West African leaders threaten force if Gbagbo stays
West African nations would be sending a high-level delegation to Ivory Coast.
Abuja: West African nations were preparing to send a high-level delegation to Ivory Coast after threatening force if Laurent Gbagbo refused to quit power.
Leaders from the 15-member ECOWAS regional bloc also warned on Friday in a statement after their summit that those responsible for post-election deaths would face international prosecution.
Gbagbo`s internationally recognised rival in last month`s presidential vote, Alassane Ouattara, meanwhile urged the Army to desert the incumbent leader.
The ECOWAS delegation was an "ultimate gesture" to Gbagbo in the hope that he could be persuaded to leave peacefully, said leaders of the Economic Community of West African States after an emergency summit in Abuja, Nigeria.

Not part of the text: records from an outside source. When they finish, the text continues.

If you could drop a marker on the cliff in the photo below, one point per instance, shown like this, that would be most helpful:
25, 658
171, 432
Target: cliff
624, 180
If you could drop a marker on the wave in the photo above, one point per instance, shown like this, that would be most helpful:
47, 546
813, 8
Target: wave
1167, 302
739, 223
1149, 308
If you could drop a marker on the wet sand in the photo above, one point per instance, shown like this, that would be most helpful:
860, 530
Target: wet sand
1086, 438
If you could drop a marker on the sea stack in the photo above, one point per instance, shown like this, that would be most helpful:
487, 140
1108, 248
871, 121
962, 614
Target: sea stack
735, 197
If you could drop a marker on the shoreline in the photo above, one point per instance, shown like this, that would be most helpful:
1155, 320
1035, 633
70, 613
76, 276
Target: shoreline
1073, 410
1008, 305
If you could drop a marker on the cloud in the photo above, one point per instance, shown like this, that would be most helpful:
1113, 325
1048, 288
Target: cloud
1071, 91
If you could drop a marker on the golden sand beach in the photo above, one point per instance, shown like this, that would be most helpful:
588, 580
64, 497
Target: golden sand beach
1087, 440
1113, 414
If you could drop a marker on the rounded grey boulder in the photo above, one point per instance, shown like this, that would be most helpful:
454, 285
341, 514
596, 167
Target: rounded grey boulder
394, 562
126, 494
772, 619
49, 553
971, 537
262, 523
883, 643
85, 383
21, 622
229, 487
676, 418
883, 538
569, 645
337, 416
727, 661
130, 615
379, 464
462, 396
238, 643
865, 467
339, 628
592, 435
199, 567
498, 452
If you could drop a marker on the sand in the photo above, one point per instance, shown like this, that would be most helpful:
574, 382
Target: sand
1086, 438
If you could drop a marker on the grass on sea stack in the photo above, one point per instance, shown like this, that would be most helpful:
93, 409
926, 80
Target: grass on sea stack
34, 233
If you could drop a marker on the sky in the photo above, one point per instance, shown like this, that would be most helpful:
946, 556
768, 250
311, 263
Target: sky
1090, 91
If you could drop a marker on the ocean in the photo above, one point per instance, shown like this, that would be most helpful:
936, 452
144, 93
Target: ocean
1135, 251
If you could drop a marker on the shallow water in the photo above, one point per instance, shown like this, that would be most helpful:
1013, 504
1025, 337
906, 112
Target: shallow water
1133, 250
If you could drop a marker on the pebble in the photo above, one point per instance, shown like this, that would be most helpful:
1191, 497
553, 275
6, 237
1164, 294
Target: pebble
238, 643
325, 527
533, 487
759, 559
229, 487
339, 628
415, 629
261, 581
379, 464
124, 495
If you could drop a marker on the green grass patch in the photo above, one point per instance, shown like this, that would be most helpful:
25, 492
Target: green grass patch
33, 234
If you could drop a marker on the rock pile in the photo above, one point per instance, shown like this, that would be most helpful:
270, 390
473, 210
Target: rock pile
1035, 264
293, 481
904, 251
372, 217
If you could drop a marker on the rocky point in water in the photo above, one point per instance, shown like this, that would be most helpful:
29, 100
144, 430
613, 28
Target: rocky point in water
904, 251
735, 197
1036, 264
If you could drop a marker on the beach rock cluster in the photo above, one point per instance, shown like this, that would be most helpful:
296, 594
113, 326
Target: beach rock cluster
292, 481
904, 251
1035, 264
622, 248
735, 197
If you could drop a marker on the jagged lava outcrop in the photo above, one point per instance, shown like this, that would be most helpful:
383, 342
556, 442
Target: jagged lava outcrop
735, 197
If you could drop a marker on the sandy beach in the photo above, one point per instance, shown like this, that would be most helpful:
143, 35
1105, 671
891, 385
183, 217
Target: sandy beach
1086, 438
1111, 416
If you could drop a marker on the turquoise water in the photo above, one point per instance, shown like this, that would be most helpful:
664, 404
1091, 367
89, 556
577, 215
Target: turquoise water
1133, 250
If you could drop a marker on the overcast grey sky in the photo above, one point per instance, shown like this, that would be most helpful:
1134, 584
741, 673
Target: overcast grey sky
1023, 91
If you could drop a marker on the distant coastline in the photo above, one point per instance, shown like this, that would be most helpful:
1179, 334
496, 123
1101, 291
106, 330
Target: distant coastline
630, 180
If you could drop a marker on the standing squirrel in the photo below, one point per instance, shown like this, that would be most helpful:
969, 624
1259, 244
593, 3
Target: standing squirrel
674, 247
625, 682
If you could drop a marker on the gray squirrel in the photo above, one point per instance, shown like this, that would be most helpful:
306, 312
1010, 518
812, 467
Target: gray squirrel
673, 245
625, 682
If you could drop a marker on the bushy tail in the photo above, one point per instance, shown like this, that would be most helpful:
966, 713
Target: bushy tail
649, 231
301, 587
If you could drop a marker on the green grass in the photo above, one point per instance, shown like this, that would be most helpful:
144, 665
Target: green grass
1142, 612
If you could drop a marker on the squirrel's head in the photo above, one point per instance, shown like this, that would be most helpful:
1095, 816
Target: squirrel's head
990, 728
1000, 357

The leaders "expressed concern over the fast deteriorating political and security environment ... characterised by escalating violence, the use of mercenaries to perpetrate atrocities ... (and) the heightening ethnic tensions, as well the threat of a civil war."
If Gbagbo refused to heed ECOWAS calls to step down, "...the community will be left with no alternative but to take other measures, including the use of legitimate force, to achieve the goals of the Ivorian people," the ECOWAS statement said.
The bloc said it planned a meeting of military chiefs of staff from the organisation "to plan future action”.
Leaders also expressed "deep concern" over the deaths in recent weeks and warned "...all those responsible that they will face international trials for human rights violations at the earliest opportunity”.
At an emergency summit earlier this month, ECOWAS had already suspended Ivory Coast from the organisation and called on Gbagbo to step down.
Pressure on Gbagbo has mounted since last month`s vote, with the United States searching for more UN troops and France offering the incumbent president a final chance to step aside.
This latest summit was held after a UN body demanded a halt to "atrocities" in Ivory Coast and the Central Bank of West African States blocked Gbagbo`s access to finances following the World Bank`s earlier move to freeze loans.
The financial measures may make it difficult for Gbagbo to pay salaries for soldiers and others.
Gbagbo`s government spokesman Ahoua Don Mello branded the decision "illegal and manifestly outside the competence of the West African Monetary Union”.
He accused Ivory Coast`s partners of trying to disrupt what he claimed was the country`s return to economic normality.
Gbagbo has refused to budge in the face of escalating calls for him to leave, despite the fact that much of the world, including the United Nations, has recognised Ouattara as the winner of last month`s elections.
With Gbagbo unable to access the money to pay the troops, Ouattara made a direct appeal to the military on Friday, reading a statement from the Golf Hotel, the luxury Abidjan resort where his shadow government is holed up.
He and his colleagues are protected by 800 UN peacekeepers who are in turn blockaded by Gbagbo`s security forces.
French Foreign Minister Michele Alliot-Marie said Friday that Gbagbo could still step down honourably, but warned that time was growing short.